IDC Japanは9月13日、国内ITサービス市場予測を発表した。これによると、同市場は2017年以降も低率ながら成長を継続し、2021年には5兆7764億円となり、2016年~2021年の年間平均成長率(CAGR)は1.1%になるという。
同市場は、2009年から2011年まで世界的な金融危機と景気後退、さらに東日本大震災の影響を受けて3年連続でマイナス成長が続いた後、2012年から4年連続でプラス成長を実現した。この間の成長を支えたのは、企業の業績回復を背景とする既存システム更新・拡張需要に加えて、金融機関におけるシステム統合・更新や、官公庁・地方自治体での支出拡大、小売業における店舗システム刷新といった大規模なプロジェクトだったと指摘。
2016年に入り、これらの大型案件が一段落したことで、成長率が鈍化したいう。2017年以降の国内ITサービス市場は、クラウドやIoT(Internet of Things)、コグニティブ/AI(人工知能)システムなどの第3のプラットフォームやデジタルトランスフォーメーション(DX)に関連するシステム投資が徐々に存在感を強めていくものの、予測期間の前半においては、依然として従来の第2のプラットフォーム向けITサービスに関する支出が市場を支えると想定している。

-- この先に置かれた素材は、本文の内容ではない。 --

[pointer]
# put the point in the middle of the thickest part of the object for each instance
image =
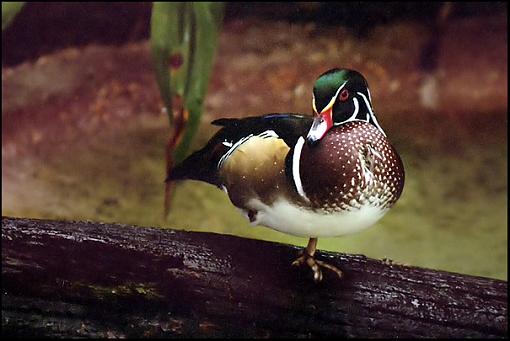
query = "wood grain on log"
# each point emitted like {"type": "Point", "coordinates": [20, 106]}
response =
{"type": "Point", "coordinates": [106, 280]}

第2のプラットフォーム向けITサービス支出の縮小傾向が強まる一方で、SaaSを中心とするクラウドや、BPOなどのITサービスの代替製品/サービスの影響力は強まっおり、国内ITサービス市場は大きな変革期に入っているという。
同社のITサービス リサーチマネージャーである木村聡宏氏は「DXに対する取り組みは、成功が約束されているわけではない。ITサービスベンダーがDX時代に存在感を高めるためには、業界や組織の壁を越え、スピード感を持って果敢に試行錯誤を重ねることが必要である」と分析している。